In their 2014 Nature paper, the MGH team described using a gel-based, 3-D culture system — developed by Doo Yeon Kim of the Genetics and Aging Unit, also a co-senior author of the current study — to induce the formation of both amyloid-beta plaques and neurofibrillary tangles in human neural cells carrying gene variants associated with early onset, familial Alzheimer’s disease (FAD). That study confirmed that amyloid deposition was the essential first step leading to the formation of tangles containing the pathogenic form of the protein tau.
The updated system also brings in technology developed by co-senior author Hansang Cho, now of the University of North Carolina, Charlotte, when he was a postdoctoral fellow in the MGH BioMEMS Resource Center. In a 2013 Scientific Reports paper, Cho and his co-authors reported using a microfluidic device consisting of two circular chambers, one inside the other, to measure the migration of microglia — glial cells that function as nervous system immune cells — from the outer chamber into the amyloid-loaded inner chamber by means of connecting channels.
For the current study Cho and lead author Joseph Park of the MGH Genetics and Aging Unit, used the “Alzheimer’s in a dish” system to culture neural stem cells with FAD variants in the central chamber of Cho’s device. Several weeks later, the neurons and astrocytes (glial cells that support and insulate neurons) that had differentiated were found to contain elevated levels of amyloid-beta and tau, as well as inflammatory factors known to contribute to the neuroinflammation seen in Alzheimer’s disease.
When human microglia were added to the outer chamber of the device, they soon began to show structural changes signifying their activation and to migrate through the channels into the inner chamber. Once the microglia arrived in the inner chamber, they directly attacked neurons, causing visible damage to key structures, while levels of inflammatory factors like TNF-alpha, IL-6, and IL-8 rose significantly. Six days later the central chambers had lost 20 percent of both their neurons and their astrocytes.
“We also found that blocking two receptors in microglial cells — interferon receptor gamma and toll-like receptor 4 — could prevent neuroinflammation, which opens up new opportunities for drug discovery,” says Tanzi, who is the Joseph P. and Rose F. Kennedy Professor of Neurology at Harvard Medical School. “This system should help us better understand the timeline by which these pathological events lead to dementia and enable us to screen for drugs that stop plaque deposition, tangle formation, and the resultant neuroinflammation.”

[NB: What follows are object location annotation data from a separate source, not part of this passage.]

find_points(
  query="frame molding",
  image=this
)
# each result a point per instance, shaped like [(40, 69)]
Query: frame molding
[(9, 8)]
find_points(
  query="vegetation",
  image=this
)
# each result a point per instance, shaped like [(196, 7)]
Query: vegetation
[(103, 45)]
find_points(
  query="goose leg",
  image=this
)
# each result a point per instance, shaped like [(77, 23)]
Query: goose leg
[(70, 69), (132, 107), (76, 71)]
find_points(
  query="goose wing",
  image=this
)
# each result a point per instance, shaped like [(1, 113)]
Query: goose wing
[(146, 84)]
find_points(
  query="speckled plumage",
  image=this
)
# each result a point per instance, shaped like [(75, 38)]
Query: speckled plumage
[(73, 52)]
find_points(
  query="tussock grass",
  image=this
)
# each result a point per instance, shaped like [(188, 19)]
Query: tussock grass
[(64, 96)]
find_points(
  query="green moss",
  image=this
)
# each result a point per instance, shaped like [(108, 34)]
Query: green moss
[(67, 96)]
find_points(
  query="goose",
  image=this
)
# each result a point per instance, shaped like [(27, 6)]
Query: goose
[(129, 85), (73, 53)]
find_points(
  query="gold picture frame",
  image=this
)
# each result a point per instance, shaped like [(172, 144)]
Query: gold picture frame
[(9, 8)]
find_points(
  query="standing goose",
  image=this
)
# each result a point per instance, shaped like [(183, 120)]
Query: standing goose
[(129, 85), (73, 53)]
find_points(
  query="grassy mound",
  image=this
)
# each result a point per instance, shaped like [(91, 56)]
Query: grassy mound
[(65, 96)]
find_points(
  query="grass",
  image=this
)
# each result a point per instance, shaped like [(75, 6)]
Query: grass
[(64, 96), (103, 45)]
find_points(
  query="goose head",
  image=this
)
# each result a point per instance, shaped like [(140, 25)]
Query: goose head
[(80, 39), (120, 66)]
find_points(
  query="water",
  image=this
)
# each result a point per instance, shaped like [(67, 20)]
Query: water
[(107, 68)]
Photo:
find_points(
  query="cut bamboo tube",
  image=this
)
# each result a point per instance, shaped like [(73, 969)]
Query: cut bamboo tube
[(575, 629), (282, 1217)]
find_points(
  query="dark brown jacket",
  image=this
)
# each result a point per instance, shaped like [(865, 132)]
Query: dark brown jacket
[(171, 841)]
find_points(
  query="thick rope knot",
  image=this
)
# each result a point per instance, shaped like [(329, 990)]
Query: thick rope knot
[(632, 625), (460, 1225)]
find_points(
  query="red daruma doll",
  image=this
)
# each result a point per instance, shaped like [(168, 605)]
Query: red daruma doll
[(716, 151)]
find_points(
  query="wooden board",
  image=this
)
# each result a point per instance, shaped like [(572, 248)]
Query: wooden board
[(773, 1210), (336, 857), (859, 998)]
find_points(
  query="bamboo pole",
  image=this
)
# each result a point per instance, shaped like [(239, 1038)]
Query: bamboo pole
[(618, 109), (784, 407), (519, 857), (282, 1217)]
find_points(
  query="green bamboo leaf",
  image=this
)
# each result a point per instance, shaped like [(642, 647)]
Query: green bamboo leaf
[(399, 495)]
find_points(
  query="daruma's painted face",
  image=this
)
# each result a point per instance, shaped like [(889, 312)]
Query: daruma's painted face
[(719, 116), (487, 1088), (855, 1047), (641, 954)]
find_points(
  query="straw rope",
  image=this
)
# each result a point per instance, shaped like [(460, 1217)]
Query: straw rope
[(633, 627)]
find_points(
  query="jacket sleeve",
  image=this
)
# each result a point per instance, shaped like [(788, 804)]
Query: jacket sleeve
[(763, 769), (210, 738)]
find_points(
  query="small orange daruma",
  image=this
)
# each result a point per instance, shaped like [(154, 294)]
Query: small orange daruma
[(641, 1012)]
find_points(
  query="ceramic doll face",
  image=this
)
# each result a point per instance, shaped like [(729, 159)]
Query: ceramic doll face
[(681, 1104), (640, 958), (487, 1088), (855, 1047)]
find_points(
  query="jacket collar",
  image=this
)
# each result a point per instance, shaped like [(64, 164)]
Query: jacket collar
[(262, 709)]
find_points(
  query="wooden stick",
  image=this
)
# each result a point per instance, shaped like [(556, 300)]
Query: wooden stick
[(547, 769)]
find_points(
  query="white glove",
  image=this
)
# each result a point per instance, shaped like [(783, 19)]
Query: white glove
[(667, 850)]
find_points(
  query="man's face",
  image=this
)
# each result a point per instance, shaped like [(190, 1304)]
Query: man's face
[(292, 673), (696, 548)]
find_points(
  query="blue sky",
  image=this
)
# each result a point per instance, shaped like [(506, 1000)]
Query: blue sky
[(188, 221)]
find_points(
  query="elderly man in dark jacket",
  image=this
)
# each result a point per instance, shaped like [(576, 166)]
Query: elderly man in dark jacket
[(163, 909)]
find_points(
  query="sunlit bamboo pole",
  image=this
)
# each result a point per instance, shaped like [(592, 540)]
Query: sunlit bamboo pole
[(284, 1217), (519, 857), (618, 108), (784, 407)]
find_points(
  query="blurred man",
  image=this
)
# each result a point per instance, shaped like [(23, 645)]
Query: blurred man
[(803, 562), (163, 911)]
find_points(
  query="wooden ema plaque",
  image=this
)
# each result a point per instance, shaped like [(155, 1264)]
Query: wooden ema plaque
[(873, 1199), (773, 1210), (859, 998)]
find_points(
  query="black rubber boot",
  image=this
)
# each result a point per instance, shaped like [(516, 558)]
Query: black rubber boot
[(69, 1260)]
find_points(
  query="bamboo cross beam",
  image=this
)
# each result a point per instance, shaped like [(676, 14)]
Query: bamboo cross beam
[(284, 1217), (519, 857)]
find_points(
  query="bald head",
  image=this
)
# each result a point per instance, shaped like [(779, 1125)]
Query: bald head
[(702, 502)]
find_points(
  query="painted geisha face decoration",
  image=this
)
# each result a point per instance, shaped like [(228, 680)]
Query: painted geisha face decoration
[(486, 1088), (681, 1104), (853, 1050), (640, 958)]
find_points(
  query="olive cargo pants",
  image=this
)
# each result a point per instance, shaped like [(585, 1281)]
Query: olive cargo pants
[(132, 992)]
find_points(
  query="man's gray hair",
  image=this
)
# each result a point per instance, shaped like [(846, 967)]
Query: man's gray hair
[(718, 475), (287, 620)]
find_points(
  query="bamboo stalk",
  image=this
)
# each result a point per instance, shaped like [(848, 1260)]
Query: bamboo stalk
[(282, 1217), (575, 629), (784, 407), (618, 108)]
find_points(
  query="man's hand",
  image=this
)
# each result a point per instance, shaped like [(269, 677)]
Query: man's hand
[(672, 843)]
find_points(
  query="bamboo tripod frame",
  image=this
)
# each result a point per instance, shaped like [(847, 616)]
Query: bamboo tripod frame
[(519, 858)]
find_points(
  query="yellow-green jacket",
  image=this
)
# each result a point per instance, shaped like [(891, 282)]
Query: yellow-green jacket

Along with Park, Kim, and Cho, who is an assistant professor of mechanical engineering and engineering science at UNC-Charlotte, the co-authors of the Nature Neuroscience paper are Isaac Wetzel, Ian Marriott, and Didier Dréau, UNC-Charlotte; and Carla D’Avanzo, MGH Genetics and Aging Research Unit.
Support for the study includes National Institute on Aging grants P01 AG015379, RF1 AG048080, and R01 AG014713, and grants from the Cure Alzheimer’s Fund.